Can I Get That To Go? Take-Home vs. In-Class Exams

Students and Professors Share Their Thoughts on Different Kinds of Final Exams


By now you can probably hear the whimpers of fellow classmates as the stress of finals sets in. Whether it be a final paper for an art history class or an exam for a two hour media ethics class, the stakes and tensions are high for this test week. When it comes down to it, there are two common testing methods that Fordham Lincoln Center (FCLC) professors use on students: A take-home project/exam or an in-class exam. So which testing method is preferred among the students and professors at FCLC?

Sara Azoulay/The Observer

Take-home exams are generally regarded as a paper that students can properly prep themselves for. There are no surprises and students can utilize their notes. There is a certain predictability to the whole ordeal. Class exams, on the other hand, are better suited to those students who work best under pressure.

Diana Popstefanov, FCLC ’12, said that she prefers in-class exams because they give relief to the student once they’re over.

“I do like in-class exams because I think you study and you get it over within two hours and you don’t have to worry about it all weekend. You just do it on the spot.”

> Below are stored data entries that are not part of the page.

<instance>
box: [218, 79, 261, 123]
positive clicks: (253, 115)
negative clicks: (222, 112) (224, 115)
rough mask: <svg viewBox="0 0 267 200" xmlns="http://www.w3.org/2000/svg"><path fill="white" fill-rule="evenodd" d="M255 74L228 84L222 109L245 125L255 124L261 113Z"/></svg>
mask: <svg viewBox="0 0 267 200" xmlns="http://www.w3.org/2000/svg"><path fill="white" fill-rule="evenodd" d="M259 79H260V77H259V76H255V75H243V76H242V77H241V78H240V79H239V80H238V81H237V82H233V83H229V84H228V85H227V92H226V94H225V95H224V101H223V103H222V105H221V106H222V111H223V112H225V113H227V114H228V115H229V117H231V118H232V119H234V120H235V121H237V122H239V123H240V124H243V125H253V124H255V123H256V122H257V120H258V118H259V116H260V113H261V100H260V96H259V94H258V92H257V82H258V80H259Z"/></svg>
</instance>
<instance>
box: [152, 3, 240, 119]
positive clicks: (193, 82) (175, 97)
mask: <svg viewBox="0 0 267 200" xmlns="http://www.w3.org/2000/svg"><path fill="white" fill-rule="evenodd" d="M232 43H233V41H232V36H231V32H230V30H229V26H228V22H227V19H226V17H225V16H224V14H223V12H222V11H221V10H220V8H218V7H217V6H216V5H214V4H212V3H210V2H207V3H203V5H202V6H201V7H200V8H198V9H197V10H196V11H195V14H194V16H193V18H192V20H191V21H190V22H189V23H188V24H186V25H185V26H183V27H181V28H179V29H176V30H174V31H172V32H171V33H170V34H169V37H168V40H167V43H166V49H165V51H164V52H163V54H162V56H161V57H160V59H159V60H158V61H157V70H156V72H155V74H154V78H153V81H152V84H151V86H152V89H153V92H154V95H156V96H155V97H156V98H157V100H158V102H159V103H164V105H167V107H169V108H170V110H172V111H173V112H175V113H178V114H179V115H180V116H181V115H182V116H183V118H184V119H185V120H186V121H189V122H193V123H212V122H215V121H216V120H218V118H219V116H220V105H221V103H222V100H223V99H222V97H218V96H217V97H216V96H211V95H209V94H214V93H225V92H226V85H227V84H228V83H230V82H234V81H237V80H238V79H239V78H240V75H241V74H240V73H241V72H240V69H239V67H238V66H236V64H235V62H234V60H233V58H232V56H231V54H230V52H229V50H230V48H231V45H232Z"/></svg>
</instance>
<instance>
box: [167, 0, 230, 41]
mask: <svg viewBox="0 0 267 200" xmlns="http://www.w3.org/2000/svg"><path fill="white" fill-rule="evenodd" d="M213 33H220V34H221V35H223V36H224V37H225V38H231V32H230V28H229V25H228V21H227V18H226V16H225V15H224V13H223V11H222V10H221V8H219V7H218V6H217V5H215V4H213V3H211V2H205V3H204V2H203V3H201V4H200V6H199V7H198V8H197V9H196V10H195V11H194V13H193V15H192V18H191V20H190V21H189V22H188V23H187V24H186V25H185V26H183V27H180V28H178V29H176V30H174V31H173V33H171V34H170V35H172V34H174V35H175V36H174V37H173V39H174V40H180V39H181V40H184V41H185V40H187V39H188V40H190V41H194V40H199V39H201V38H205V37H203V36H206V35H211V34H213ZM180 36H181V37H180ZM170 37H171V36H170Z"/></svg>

Professor Lori Knight of communications and media studies believes that in-class exams are good because they present students’ proper voice. It is a way to ensure that students don’t cheat on their exams.

“There are students who are trying to scam the system and professors can compare the difference between their in-class final and the other work throughout the semester,” Knight said.

Kat Kaneb, FCLC ’12, thinks that take-home essays are beneficial for students, especially since you can use tools such as spell check.

“I really like doing take-home essays. I think it’s a great option to have. Otherwise, you’re just sitting there for two hours and you don’t have spell check and you don’t have anything else like that. It’s particularly helpful for my foreign language exams because spell check is better than searching through your French-English dictionary.”

Students can also research an argument properly for a take-home final. As well as liking in class exams, Knight also believes that take-home exams are useful under certain circumstances.  She feels that a student can develop an argument better on a take-home final.

“There are so many advantages to having students take their exams home and really think about what they want to write. It prevents [the student] from spending a lot of time writing about what they think they know. But for a take-home final, you have the opportunity to do the research to find out if your supposition on something is, in fact, truthful. You’re looking at a much more reasoned argument as opposed to something that is coming from the top of your head,” Knight said.

Professor Brian Orgen of theology believes that take-home finals are easier to grade. “In terms of grading, a take-home exam is printed out and it makes it much easier to read than just scribbled out script,” Orgen said.

Some say that professors enjoy seeing students suffer with finals, but perhaps some of them choose the type of exam for specific reasons. Vincent Pisano, FCLC ’13, thinks that the type of final suits each course individually.

“I prefer to take home my finals for intensive writing courses [in] English, but for classes that have more exams throughout the semester, like science, math or psychology, I prefer an actual test. “

Students and professors may be annoyed with the pressures that in-class exams cause such as illegible writing, wrong information and a set timing. A take-home exam seems to have more advantages, but for those few individuals who work well under pressure, an in-class exam is the best way to end the semester.